Vielleicht würde er lachen. Vielleicht würde er zur Mutter lau­fen und laut rufen: ‚Mutter! Mutter, weißt du, was dieser Marsmensch mir grade mitteilte? Er sagt, er wüsste, wer ich früher war! Ein Maharadscha, ein grausamer!‘

 

„Was ist mit dir, musst du kotzen?“ Champ stößt mich an. „Du siehst ja elend aus.“

 

„Champ, was sollen wir tun?“, stammel ich, froh, dass er mit mir zusammen einige Schritte hierher herunterlief.

 

Es dampft, es riecht, es quatscht, es matscht, wir stehen auf kei­nem festen Grund. Trotzdem sind wir immer noch viel zu weit weg, um mit irgendjemandem zu reden. Das Gelände ist riesig, ein großes Tal unendlicher Hölle.

 

„Meinst du, wir sollten noch näher ran, weiter hineingehen, um ihnen klar zu sagen, dass wir sie wahrgenommen haben und von ihnen erzählen werden?“ Ich schaue zu Champ, er schaut in die Hölle. „Champ, meinst du, dass wir irgendetwas sagen kön­nen, was einen Funken Hoffnung birgt und ihnen irgendwie et­was Mut macht?“

 

Champ sagt gar nichts. Champ winkt einem kleinen Jungen zu, der sich den Fetzen Hose runtergezogen hat und in die Morgen­sonne Dünnschiss scheißt. Der Junge winkt zurück und lächelt.

 

„Oh, mein Gott!“, fährt es unwillkürlich aus meinem Mund, „die­ses Lächeln …“

 

Ach, Shiva, Boom Shanka Shiva, es ist ja dein Spiel.

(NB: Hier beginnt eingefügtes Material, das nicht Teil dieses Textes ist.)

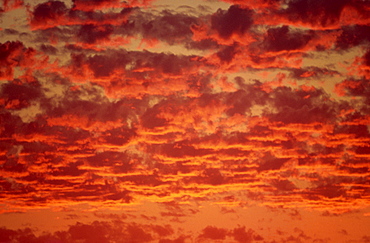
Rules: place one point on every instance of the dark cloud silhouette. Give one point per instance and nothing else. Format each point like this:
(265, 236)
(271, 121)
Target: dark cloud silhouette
(236, 20)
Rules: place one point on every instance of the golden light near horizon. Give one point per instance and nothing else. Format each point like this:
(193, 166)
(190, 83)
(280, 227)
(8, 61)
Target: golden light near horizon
(192, 121)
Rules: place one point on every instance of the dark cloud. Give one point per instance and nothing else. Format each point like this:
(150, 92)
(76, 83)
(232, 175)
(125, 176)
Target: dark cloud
(90, 33)
(285, 39)
(353, 35)
(14, 54)
(324, 13)
(293, 107)
(18, 95)
(235, 20)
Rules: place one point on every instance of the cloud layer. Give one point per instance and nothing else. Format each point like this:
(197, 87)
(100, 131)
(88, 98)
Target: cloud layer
(120, 103)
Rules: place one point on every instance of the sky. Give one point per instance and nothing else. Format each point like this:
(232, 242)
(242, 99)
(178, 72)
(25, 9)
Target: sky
(185, 121)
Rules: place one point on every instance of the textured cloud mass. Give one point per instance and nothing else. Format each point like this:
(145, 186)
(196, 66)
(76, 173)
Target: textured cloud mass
(149, 121)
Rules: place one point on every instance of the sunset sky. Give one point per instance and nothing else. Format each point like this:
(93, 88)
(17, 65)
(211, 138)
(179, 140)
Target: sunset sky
(185, 121)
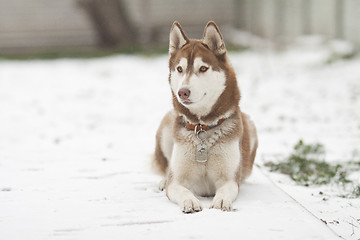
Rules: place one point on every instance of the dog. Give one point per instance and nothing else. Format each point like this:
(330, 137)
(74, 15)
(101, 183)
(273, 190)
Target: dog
(205, 146)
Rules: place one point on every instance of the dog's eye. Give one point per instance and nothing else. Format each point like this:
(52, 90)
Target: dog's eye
(203, 69)
(179, 69)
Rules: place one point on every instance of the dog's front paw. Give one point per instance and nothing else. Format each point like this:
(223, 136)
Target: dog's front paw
(191, 205)
(222, 204)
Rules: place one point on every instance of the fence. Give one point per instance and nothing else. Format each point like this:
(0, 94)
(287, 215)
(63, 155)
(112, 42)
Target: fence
(53, 23)
(283, 20)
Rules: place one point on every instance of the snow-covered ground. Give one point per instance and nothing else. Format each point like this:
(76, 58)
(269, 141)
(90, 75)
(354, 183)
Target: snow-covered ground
(76, 136)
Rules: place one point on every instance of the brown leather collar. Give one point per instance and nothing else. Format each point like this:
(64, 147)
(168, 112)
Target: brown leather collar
(202, 127)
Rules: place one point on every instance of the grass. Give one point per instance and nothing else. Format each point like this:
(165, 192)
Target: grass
(306, 166)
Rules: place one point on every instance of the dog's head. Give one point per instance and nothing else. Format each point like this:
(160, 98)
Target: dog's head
(202, 81)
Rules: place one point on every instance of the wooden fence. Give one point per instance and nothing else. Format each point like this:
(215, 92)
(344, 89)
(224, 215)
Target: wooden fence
(62, 23)
(283, 20)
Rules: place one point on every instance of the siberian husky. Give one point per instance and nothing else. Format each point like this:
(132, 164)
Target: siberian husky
(205, 146)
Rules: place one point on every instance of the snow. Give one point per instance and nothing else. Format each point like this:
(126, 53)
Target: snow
(77, 135)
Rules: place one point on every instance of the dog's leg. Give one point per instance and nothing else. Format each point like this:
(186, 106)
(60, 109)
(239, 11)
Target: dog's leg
(225, 195)
(183, 197)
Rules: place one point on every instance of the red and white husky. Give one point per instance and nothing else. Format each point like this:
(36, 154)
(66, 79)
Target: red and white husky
(205, 146)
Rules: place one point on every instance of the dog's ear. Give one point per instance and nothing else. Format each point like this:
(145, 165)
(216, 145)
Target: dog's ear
(177, 37)
(213, 38)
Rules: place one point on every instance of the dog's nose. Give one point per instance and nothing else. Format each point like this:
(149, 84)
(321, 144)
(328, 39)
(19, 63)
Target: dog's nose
(184, 93)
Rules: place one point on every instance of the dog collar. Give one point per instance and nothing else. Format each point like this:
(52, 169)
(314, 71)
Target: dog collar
(201, 127)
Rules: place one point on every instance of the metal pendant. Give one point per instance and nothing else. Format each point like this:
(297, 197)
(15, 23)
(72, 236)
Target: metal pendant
(201, 153)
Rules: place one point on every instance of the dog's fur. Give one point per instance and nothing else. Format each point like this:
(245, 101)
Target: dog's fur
(213, 95)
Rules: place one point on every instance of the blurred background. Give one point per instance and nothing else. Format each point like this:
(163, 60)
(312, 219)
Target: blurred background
(76, 26)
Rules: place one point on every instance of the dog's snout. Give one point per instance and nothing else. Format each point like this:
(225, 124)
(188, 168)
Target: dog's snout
(184, 93)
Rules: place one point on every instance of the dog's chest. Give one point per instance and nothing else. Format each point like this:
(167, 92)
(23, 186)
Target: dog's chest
(223, 158)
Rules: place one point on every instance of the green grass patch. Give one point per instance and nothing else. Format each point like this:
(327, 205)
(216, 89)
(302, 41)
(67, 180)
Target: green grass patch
(306, 166)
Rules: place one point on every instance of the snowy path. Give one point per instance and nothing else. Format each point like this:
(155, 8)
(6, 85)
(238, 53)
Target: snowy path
(76, 135)
(104, 203)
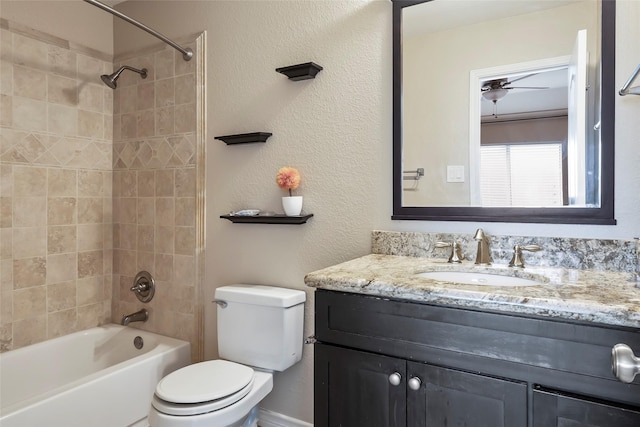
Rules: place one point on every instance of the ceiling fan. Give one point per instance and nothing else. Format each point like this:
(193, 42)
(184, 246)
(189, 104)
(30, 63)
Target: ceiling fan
(496, 89)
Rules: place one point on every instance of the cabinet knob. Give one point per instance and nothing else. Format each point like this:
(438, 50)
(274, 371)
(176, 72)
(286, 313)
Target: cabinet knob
(395, 378)
(414, 383)
(624, 364)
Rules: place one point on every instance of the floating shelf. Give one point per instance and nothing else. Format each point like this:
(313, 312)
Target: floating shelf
(304, 71)
(245, 138)
(267, 219)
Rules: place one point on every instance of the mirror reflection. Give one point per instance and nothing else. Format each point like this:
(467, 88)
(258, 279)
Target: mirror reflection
(500, 104)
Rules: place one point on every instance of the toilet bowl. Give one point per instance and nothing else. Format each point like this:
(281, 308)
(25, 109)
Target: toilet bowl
(259, 331)
(181, 398)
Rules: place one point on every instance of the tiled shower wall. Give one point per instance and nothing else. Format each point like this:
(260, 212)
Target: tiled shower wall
(154, 191)
(95, 185)
(55, 187)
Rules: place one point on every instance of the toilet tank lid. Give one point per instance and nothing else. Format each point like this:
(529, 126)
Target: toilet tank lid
(261, 295)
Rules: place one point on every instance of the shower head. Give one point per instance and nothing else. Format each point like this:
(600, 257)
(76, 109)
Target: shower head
(110, 79)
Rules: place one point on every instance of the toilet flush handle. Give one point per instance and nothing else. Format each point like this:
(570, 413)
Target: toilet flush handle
(222, 304)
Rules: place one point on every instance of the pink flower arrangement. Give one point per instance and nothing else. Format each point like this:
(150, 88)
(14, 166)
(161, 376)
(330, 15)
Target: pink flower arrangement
(288, 178)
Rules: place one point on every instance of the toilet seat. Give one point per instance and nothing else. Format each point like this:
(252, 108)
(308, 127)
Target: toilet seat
(203, 387)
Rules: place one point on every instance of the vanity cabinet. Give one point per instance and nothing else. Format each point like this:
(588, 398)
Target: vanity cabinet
(385, 362)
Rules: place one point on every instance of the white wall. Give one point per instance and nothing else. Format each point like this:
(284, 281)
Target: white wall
(336, 129)
(76, 21)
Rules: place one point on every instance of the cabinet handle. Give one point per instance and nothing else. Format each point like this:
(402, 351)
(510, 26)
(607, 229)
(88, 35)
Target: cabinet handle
(624, 364)
(414, 383)
(395, 378)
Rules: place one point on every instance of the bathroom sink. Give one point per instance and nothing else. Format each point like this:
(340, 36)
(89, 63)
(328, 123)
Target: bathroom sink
(477, 278)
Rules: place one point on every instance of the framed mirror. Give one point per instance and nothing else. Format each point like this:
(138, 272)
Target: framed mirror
(504, 115)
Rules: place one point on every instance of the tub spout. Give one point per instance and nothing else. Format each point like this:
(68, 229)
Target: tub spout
(138, 316)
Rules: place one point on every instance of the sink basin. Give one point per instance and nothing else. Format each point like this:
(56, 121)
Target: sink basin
(474, 278)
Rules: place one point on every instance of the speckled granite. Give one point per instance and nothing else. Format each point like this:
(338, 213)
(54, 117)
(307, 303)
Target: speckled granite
(583, 254)
(604, 297)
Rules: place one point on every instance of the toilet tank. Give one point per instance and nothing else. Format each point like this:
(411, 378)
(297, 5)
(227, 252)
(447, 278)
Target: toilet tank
(260, 326)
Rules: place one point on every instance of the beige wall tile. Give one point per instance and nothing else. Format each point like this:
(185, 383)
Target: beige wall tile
(29, 302)
(185, 240)
(29, 83)
(90, 237)
(62, 210)
(62, 90)
(62, 182)
(145, 238)
(185, 89)
(6, 110)
(164, 64)
(164, 239)
(90, 124)
(29, 114)
(29, 181)
(165, 96)
(185, 211)
(29, 211)
(61, 239)
(62, 61)
(61, 296)
(186, 182)
(165, 211)
(91, 98)
(90, 210)
(6, 212)
(62, 119)
(61, 323)
(146, 210)
(90, 290)
(29, 331)
(90, 264)
(29, 242)
(165, 182)
(61, 267)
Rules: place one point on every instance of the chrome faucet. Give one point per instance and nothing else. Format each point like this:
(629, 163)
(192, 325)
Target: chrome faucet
(138, 316)
(483, 257)
(456, 256)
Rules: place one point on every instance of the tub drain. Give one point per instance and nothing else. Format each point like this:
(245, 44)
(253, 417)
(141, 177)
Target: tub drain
(138, 342)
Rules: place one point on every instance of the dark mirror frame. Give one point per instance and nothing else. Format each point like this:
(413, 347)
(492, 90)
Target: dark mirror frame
(565, 215)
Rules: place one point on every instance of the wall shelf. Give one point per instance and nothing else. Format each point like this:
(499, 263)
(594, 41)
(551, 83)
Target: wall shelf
(305, 71)
(267, 219)
(245, 138)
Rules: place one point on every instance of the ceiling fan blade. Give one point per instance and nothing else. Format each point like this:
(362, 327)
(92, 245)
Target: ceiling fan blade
(521, 78)
(526, 87)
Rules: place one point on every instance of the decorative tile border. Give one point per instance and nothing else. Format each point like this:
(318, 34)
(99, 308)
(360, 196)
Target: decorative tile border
(583, 254)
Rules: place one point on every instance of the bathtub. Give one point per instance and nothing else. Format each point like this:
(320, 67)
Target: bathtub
(91, 378)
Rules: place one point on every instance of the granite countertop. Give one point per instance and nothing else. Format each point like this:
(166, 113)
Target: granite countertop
(604, 297)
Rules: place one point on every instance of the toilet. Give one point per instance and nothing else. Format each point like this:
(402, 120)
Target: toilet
(259, 331)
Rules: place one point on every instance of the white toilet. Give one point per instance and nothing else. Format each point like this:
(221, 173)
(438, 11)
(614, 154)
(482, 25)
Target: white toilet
(259, 331)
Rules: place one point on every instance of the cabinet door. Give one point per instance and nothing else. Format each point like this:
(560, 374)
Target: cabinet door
(352, 389)
(447, 397)
(552, 409)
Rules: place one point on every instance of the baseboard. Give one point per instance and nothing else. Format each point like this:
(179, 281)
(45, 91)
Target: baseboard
(274, 419)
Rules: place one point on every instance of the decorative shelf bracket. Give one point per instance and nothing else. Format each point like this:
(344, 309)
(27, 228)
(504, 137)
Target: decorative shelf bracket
(305, 71)
(245, 138)
(267, 219)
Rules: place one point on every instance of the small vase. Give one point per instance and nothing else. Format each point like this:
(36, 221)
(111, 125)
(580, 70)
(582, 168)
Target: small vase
(292, 205)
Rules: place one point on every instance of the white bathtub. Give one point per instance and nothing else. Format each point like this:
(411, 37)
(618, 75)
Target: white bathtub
(91, 378)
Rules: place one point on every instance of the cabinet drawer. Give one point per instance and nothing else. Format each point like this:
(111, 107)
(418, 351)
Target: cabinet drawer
(554, 352)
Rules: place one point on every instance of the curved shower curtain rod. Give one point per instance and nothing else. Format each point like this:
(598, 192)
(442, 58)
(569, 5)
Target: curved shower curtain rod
(187, 53)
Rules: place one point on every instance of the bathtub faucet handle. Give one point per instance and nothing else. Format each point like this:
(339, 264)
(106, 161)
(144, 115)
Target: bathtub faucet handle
(144, 286)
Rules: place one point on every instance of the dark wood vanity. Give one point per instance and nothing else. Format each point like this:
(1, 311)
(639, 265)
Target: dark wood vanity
(387, 362)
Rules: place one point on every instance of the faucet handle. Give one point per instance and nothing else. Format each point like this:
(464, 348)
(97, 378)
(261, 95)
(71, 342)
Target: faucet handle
(517, 260)
(456, 256)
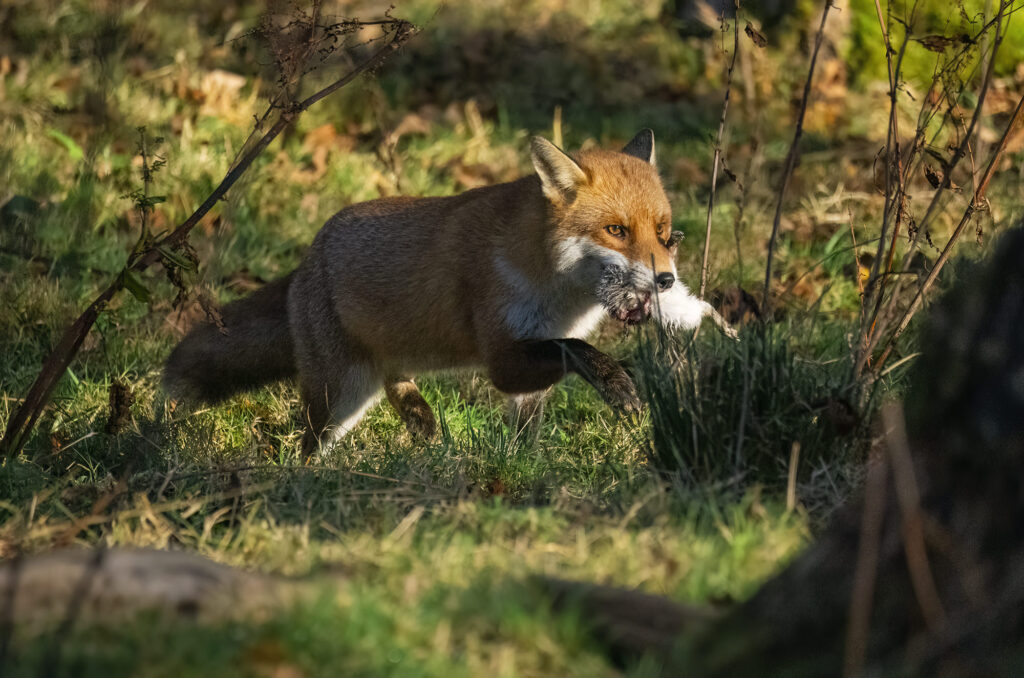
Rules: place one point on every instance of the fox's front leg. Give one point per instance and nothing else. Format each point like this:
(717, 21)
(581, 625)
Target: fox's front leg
(412, 408)
(523, 367)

Und grad noch dachte ich, im Angesicht dieses Irrsinns auch endlich das Brüllen Kalis, deiner Gegenspielerin, zu verstehen. Kali ist nicht böse. Die Verhältnisse sind es. Sie ist ihr Spiegelbild und ihr Schrei geht so: ‚Ich bin es leid, so leid, dieses Leid!‘ Kali ist die Göttin der im Elend Leidenden, sie bietet ihnen Befreiung an: Durch Akzeptanz des Grauens gibt es Erlösung, und das sogar vom Kreislauf der Wieder­geburten. Kommt und geht auf in Kalis Schrei und mit ihm im Nichts des ewigen Hintergrundrauschens des Universums! – Doch nun das: dieses Lächeln des Knaben. Kali lächelt nicht. Es muss etwas ande­res sein. 

 

Es macht mich hilflos. Hilflos lasse ich die Hilflosen zurück. Helpless, helpless, helpless, Baby can you hear me now? Vollkom­mene Hilflosigkeit, ich habe sie gesehen, und wenn ich das Lied je singen muss, werde ich an das Lächeln des Knaben denken, es wird ein Zaubertrank voll Süße sein. Lieblich wie das Lächeln eines indischen Gottes von morgen. Caspar, male das, du hattest doch recht!